Yuimaru (Yui) Kubo completed his undergraduate study at the University of Tsukuba in March 2004. His senior thesis project was on crystal growth of a high-temperature cuprate superconductor (bismuth compound, Bi2Sr2CaCu2O8) in the group of Prof. Kazuo Kadowaki. He studied vortex dynamics in stacks of micron-size intrinsic Josephson junctions of BSCCO for his master thesis.
For his Ph.D. dissertation project, Yui moved to National Institute for Materials Science (NIMS), also located in Tsukuba, and joined the group of Dr. Yoshihiko Takano. He worked on macroscopic quantum tunneling (MQT) experiments in high-Tc Josephson junctions, and observed MQT and phase diffusion in La2-xSrxCuO4 (LSCO) intrinsic Josephson junction devices for the first time. Yui completed his Ph.D. dissertation in March 2009.
Upon completing his Ph.D. and a short stay in the group of Prof. Youiti Ootuka at Tsukuba Research Center for Interdisciplinary Materials Science (TIMS) at the University, Yui moved to France and joined Quantronics Group at CEA-Saclay as a postdoctoral scholar in June 2009. At Saclay, he worked on hybrid quantum devices consisting of superconducting circuits and impurity spins in diamond and silicon.

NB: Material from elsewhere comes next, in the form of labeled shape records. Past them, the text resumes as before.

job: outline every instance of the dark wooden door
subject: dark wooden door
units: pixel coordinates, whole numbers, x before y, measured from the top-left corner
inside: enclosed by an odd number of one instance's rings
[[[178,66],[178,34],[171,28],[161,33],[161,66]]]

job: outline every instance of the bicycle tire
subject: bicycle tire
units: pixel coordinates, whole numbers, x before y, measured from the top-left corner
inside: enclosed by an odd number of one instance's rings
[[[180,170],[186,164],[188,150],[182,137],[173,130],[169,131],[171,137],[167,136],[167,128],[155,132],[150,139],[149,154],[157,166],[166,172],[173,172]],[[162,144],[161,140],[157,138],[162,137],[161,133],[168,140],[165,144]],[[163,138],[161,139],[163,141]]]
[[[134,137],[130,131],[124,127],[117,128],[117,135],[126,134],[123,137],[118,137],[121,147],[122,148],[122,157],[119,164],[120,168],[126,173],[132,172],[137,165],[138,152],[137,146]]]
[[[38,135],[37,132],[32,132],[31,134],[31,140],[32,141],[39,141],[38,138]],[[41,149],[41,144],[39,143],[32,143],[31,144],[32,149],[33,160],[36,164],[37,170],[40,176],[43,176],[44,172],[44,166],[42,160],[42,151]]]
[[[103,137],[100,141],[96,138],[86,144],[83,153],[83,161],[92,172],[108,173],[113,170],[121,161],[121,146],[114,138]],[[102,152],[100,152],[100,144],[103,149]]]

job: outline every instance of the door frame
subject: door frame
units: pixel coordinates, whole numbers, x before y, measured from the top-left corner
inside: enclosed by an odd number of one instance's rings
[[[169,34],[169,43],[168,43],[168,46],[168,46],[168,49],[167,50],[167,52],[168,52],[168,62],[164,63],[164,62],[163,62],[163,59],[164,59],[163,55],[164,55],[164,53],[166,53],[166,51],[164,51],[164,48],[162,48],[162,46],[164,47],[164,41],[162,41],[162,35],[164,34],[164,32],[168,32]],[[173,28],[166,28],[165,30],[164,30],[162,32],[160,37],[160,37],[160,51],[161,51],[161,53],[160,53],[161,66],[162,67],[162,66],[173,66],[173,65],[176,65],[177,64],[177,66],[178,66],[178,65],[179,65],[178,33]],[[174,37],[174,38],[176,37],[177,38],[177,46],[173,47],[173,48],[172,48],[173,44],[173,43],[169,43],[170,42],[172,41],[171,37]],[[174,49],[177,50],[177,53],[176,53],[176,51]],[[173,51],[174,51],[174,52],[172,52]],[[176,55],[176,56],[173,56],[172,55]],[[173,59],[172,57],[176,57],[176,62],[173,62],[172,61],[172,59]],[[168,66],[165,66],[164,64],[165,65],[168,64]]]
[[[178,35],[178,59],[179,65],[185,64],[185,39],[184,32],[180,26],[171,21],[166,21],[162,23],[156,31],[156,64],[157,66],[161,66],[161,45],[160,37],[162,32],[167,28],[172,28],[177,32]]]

After spending a long time (six and a half years!) in France, he finally returned to the island where his mother was born and joined the Quantum Dynamics Unit at the very end of 2015. Since May 2021, he is an independent PI and forming a group, the Hybrid Quantum Device Team, in the Science and Technology Group at OIST. He is pursuing a couple of projects on hybrid quantum devices based on spins in solids (gem crystals).